不同的方法可以是让四个培训中的每一个都由不同的过程执行。策略是使用main的参数(argc,argv)告诉每个进程要做什么。如果进程之间不需要通信,这很容易。
#2
0
I would suggest you look into OpenCL and OpenMP as ways to fully exploit the processing power. There has been a lot of work on neural nets using OpenCL and CUDA.
我建议你研究一下OpenCL和OpenMP作为充分利用处理能力的方法。使用OpenCL和CUDA的神经网络已经有很多工作。
These approaches are probably more suited to your neural net. In addition OpenCL and OpenMP applications can be made to compile to use both CPU and GPU hardware with no significant changes.
这些方法可能更适合您的神经网络。此外,可以编译OpenCL和OpenMP应用程序以使用CPU和GPU硬件,而无需进行重大更改。

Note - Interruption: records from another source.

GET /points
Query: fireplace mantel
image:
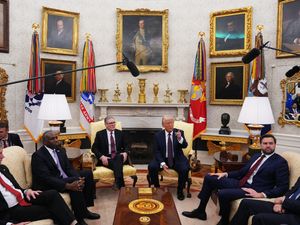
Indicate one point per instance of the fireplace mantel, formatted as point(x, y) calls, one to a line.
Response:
point(147, 115)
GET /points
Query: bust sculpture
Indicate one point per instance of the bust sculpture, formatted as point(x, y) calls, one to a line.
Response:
point(225, 118)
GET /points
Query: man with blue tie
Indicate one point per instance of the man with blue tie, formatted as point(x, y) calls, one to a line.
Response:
point(51, 169)
point(168, 153)
point(266, 175)
point(284, 210)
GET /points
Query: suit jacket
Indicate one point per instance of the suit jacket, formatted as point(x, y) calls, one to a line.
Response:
point(14, 140)
point(3, 205)
point(100, 146)
point(272, 178)
point(160, 146)
point(292, 206)
point(46, 175)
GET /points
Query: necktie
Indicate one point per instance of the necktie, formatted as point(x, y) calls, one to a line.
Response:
point(62, 172)
point(170, 151)
point(16, 193)
point(243, 181)
point(112, 145)
point(295, 195)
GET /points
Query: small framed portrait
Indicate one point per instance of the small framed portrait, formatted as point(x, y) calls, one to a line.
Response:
point(230, 32)
point(229, 83)
point(4, 26)
point(60, 31)
point(60, 83)
point(142, 36)
point(288, 23)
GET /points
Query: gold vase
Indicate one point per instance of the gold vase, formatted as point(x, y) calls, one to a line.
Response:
point(142, 93)
point(155, 91)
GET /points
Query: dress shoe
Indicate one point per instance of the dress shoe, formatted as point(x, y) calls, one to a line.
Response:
point(92, 216)
point(180, 196)
point(81, 222)
point(195, 214)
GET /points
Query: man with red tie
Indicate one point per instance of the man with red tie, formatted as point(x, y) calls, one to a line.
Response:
point(284, 210)
point(21, 206)
point(109, 149)
point(51, 169)
point(266, 175)
point(168, 153)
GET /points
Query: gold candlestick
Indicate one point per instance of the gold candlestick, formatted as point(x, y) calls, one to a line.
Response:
point(182, 94)
point(129, 91)
point(117, 94)
point(142, 93)
point(103, 95)
point(155, 91)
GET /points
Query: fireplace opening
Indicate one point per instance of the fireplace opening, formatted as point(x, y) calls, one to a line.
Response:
point(140, 143)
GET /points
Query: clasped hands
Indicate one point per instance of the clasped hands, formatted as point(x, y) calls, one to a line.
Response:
point(104, 159)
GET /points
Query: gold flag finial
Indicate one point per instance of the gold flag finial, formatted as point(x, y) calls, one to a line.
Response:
point(88, 36)
point(35, 26)
point(201, 34)
point(259, 28)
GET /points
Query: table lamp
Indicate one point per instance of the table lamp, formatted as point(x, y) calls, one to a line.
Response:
point(255, 112)
point(54, 108)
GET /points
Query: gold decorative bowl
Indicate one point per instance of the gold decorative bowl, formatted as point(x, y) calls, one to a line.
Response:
point(145, 206)
point(144, 220)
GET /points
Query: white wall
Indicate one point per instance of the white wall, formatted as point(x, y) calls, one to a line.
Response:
point(98, 17)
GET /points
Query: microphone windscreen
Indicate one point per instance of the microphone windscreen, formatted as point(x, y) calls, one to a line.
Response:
point(250, 55)
point(292, 71)
point(132, 68)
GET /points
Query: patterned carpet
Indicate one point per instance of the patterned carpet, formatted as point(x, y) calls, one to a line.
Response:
point(197, 180)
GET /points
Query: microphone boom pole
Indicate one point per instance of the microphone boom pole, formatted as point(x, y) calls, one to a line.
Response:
point(63, 72)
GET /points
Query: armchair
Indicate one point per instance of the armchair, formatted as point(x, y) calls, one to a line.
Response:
point(101, 172)
point(188, 133)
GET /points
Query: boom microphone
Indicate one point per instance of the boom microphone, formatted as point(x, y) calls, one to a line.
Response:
point(131, 66)
point(292, 71)
point(251, 55)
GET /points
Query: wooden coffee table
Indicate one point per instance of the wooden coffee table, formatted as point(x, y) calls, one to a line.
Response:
point(123, 215)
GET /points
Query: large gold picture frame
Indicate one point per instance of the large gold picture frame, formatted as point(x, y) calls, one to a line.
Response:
point(230, 32)
point(229, 83)
point(288, 32)
point(60, 31)
point(142, 36)
point(67, 85)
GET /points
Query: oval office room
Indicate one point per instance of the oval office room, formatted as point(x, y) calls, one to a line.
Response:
point(113, 110)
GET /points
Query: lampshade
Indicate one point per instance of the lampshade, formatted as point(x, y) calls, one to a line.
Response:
point(54, 107)
point(256, 110)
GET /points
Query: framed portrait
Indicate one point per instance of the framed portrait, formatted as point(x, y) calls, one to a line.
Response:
point(229, 83)
point(4, 26)
point(60, 83)
point(60, 31)
point(142, 36)
point(288, 23)
point(230, 32)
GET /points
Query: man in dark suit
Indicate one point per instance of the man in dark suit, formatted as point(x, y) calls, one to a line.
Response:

OpenCL is a C-like language, and although getting optimal performance from it can be quite tricky, it would, IMO, be well worth your while if neural net stuff is important to you. In OpenCL you write the bulk of support code in C and invoke a small kernel in OpenCL to do small operations on large volumes of data in parallel.
OpenCL是一种类似C语言的语言,虽然从中获得最佳性能可能非常棘手,但如果神经网络对你很重要,IMO也是值得的。在OpenCL中,您可以在C中编写大量支持代码,并在OpenCL中调用一个小内核,以便并行地对大量数据执行小型操作。
You may be developing your own software, but I believe that the FANN neural network library did have a version that supported OpenCL.
您可能正在开发自己的软件,但我相信FANN神经网络库确实有一个支持OpenCL的版本。